My Inheritance Is All Going To Taxes
Inheritance tax, estate tax, or death tax is the tax the government applies to the estate of a deceased individual when the value exceeds a certain amount.
It is applied regardless of whether the estate or part thereof is willed to another person or persons. For taxation purposes, the taxable value of the estate is the ‘gross estate’ which may include more than what the individual owned at time of death.
In addition to the federal levy of death or estate tax, certain states also impose their own inheritance tax. Inheritance tax laws vary from state to state. One factor that is consistent with all states is that when the property is bequeathed to a close member of the family the tax is likely to be less than if it was gifted to a distant family member or friend. Most states regard a close family member to be the immediate relative like a child, spouse or sibling.
In some states, state inheritance tax is not applicable if there is no federal tax. But in some states inheritance tax applies whether or not federal inheritance tax is applicable.

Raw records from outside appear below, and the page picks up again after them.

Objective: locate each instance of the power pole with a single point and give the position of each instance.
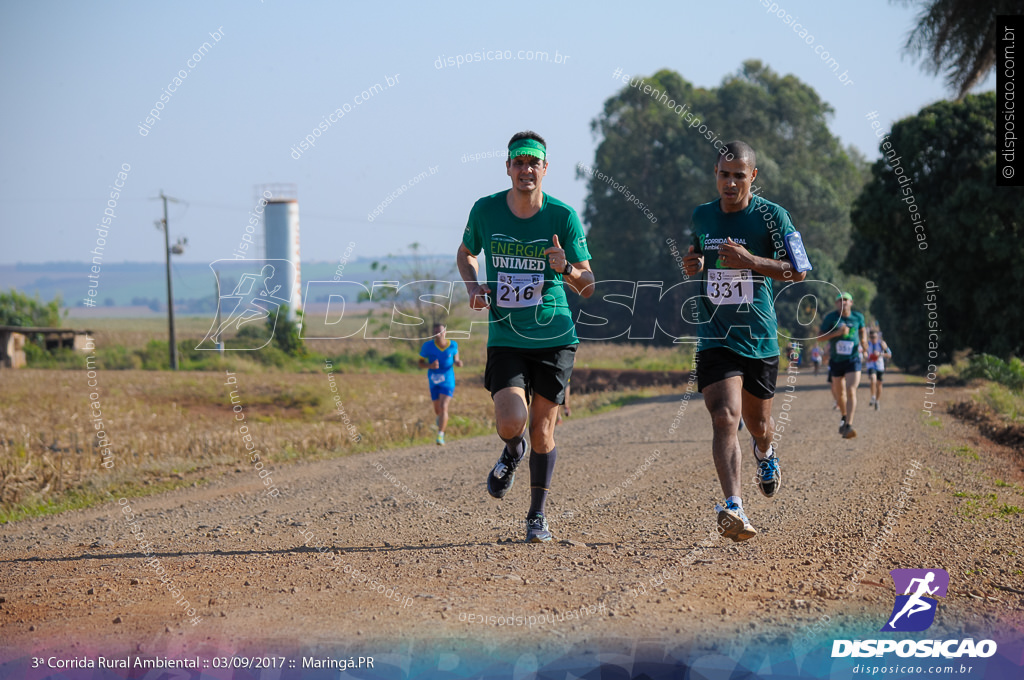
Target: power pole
(170, 287)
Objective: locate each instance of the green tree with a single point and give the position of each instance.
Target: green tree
(973, 235)
(957, 38)
(18, 309)
(666, 160)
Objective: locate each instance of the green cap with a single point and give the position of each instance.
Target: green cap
(527, 147)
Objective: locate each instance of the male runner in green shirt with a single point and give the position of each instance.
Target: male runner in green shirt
(534, 248)
(740, 243)
(846, 332)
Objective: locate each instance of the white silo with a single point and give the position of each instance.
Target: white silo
(281, 229)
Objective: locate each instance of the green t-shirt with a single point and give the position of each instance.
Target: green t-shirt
(845, 348)
(736, 306)
(527, 298)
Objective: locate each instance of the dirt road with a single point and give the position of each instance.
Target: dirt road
(635, 556)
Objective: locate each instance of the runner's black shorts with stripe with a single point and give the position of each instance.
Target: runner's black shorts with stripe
(717, 364)
(545, 372)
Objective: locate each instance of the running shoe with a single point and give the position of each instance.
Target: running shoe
(537, 528)
(732, 522)
(501, 477)
(769, 476)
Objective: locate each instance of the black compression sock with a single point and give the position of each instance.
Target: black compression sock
(541, 468)
(516, 445)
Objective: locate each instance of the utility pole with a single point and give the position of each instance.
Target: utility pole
(170, 288)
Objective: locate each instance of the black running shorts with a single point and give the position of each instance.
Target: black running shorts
(545, 372)
(717, 364)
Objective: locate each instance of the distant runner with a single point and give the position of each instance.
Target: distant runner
(816, 358)
(847, 335)
(740, 243)
(439, 356)
(535, 250)
(878, 352)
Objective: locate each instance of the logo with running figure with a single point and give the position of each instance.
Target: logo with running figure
(914, 609)
(257, 295)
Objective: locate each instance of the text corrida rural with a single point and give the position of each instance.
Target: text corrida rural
(128, 662)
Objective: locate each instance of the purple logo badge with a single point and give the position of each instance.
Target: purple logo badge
(915, 603)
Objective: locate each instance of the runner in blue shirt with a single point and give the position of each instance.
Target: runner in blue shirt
(439, 356)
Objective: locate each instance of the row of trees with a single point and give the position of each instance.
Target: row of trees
(953, 230)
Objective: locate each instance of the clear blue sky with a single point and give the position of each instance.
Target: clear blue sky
(79, 78)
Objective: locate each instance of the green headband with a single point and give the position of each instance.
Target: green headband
(527, 147)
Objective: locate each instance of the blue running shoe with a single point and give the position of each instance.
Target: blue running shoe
(769, 475)
(732, 522)
(537, 528)
(501, 477)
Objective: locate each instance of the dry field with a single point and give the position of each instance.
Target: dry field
(168, 429)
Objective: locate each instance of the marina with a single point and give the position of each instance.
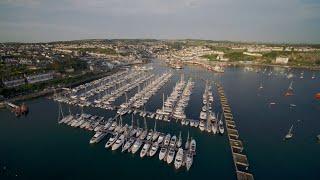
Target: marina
(235, 154)
(129, 139)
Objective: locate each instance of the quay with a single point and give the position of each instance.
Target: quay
(240, 160)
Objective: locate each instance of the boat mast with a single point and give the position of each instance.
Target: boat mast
(145, 123)
(132, 119)
(162, 102)
(155, 126)
(69, 111)
(290, 86)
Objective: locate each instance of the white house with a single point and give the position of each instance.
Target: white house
(282, 60)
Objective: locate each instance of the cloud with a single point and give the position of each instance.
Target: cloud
(272, 20)
(21, 3)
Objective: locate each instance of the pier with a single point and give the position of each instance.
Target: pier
(240, 160)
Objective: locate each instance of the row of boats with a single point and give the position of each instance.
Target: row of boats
(175, 104)
(140, 98)
(208, 120)
(130, 138)
(103, 92)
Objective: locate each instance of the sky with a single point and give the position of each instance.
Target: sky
(286, 21)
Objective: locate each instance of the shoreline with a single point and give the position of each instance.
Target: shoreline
(236, 64)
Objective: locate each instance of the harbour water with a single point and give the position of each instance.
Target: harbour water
(37, 147)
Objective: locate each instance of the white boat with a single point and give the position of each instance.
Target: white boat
(113, 126)
(193, 145)
(145, 149)
(163, 153)
(173, 141)
(155, 135)
(136, 146)
(128, 144)
(179, 159)
(98, 136)
(160, 139)
(118, 143)
(189, 160)
(149, 136)
(143, 134)
(170, 155)
(289, 134)
(167, 140)
(133, 132)
(209, 127)
(112, 140)
(187, 145)
(154, 149)
(220, 127)
(202, 125)
(139, 131)
(214, 128)
(179, 142)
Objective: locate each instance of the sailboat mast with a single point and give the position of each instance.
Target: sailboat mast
(145, 123)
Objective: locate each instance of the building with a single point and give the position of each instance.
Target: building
(31, 79)
(282, 60)
(13, 82)
(252, 54)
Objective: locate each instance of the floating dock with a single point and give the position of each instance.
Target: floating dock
(240, 160)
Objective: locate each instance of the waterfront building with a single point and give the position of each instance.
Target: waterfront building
(9, 83)
(31, 79)
(282, 60)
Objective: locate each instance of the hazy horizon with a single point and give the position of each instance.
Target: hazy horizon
(274, 21)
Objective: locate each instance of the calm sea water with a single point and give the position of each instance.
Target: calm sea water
(36, 147)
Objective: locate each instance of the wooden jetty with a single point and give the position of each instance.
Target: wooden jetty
(240, 160)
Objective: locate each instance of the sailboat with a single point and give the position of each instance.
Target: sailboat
(214, 125)
(179, 142)
(260, 87)
(289, 134)
(220, 126)
(155, 132)
(301, 75)
(289, 92)
(187, 145)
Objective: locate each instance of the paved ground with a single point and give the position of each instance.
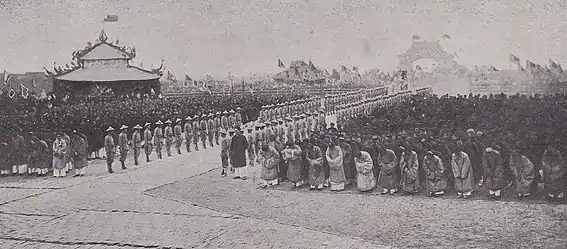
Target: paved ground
(182, 202)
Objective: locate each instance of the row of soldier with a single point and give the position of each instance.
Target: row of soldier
(205, 129)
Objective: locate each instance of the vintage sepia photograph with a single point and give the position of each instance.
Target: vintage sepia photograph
(283, 124)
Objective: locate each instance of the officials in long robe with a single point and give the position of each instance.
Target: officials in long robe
(409, 168)
(524, 172)
(293, 157)
(314, 157)
(462, 172)
(59, 154)
(270, 159)
(388, 164)
(178, 135)
(136, 143)
(158, 138)
(493, 171)
(109, 148)
(365, 180)
(238, 148)
(169, 139)
(80, 153)
(553, 165)
(435, 182)
(123, 143)
(334, 155)
(188, 133)
(148, 141)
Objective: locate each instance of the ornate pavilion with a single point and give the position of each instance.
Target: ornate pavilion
(104, 69)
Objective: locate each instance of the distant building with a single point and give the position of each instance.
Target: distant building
(104, 69)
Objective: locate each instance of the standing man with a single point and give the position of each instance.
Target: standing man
(177, 132)
(196, 130)
(80, 153)
(238, 148)
(211, 129)
(158, 138)
(59, 152)
(238, 117)
(168, 132)
(109, 148)
(123, 143)
(188, 132)
(203, 129)
(137, 143)
(148, 144)
(217, 127)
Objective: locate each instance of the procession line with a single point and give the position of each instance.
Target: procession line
(85, 243)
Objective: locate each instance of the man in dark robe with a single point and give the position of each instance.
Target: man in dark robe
(238, 147)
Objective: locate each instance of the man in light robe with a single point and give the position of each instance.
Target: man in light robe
(251, 137)
(225, 151)
(109, 148)
(148, 144)
(493, 171)
(59, 154)
(523, 170)
(409, 168)
(80, 153)
(553, 165)
(136, 143)
(238, 117)
(188, 133)
(158, 138)
(270, 159)
(366, 181)
(435, 181)
(335, 156)
(178, 135)
(168, 133)
(314, 157)
(388, 164)
(292, 154)
(462, 172)
(196, 130)
(238, 147)
(211, 129)
(124, 145)
(204, 129)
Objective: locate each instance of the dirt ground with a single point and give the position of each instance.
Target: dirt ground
(399, 221)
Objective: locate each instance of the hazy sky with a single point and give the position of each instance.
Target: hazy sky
(197, 37)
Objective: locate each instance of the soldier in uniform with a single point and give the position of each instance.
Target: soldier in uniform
(168, 132)
(188, 133)
(196, 128)
(123, 143)
(148, 145)
(158, 138)
(238, 117)
(250, 136)
(224, 121)
(109, 147)
(178, 134)
(232, 119)
(137, 143)
(217, 127)
(203, 129)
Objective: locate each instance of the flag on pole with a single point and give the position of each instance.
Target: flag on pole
(514, 59)
(111, 18)
(280, 64)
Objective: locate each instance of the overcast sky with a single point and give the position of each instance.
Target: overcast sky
(199, 37)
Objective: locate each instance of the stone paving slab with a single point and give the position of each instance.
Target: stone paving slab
(11, 195)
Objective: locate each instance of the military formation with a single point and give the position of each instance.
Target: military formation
(197, 132)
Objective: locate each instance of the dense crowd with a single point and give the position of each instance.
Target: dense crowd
(91, 117)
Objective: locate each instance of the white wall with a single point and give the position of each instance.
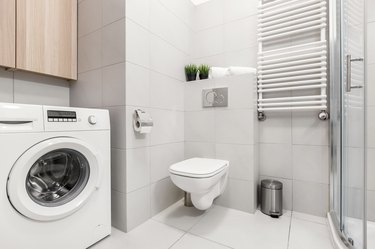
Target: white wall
(293, 146)
(371, 109)
(101, 80)
(158, 34)
(30, 88)
(228, 133)
(225, 33)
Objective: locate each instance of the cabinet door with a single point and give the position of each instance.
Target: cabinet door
(47, 37)
(7, 33)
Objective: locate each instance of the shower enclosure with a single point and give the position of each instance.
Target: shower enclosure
(348, 122)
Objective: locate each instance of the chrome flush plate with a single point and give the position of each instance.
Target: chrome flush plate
(215, 97)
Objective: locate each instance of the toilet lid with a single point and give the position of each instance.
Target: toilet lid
(198, 167)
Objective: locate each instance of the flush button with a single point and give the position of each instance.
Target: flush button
(92, 120)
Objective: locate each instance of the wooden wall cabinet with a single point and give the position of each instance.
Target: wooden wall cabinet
(44, 36)
(8, 33)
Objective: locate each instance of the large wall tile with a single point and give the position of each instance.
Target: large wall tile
(208, 15)
(87, 91)
(371, 85)
(208, 42)
(162, 157)
(168, 127)
(113, 85)
(138, 11)
(166, 92)
(199, 149)
(166, 59)
(241, 160)
(237, 9)
(118, 210)
(137, 207)
(371, 169)
(307, 129)
(89, 16)
(276, 129)
(234, 126)
(184, 9)
(6, 86)
(371, 125)
(113, 38)
(239, 195)
(311, 163)
(113, 10)
(118, 125)
(371, 205)
(162, 27)
(370, 11)
(137, 85)
(137, 44)
(311, 198)
(137, 168)
(90, 51)
(240, 34)
(276, 160)
(163, 194)
(199, 126)
(370, 41)
(118, 170)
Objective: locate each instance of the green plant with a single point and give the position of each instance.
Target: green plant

Federal government taxes are payable out of the money left behind in the estate or monies realized from sale of the estate or part of it. State taxes on the other hand are imposed on the individual who inherits the property. It is the responsibility of the beneficiary to file appropriate returns and remit the applicable death tax.
As with all other taxes, there are a number of estate tax deductions applicable which can substantially lower the quantum of taxes payable. These are funeral and administrative taxes, claims against the estate etc. Those preparing their own inheritance tax returns are advised to keep such legitimate deductions in mind.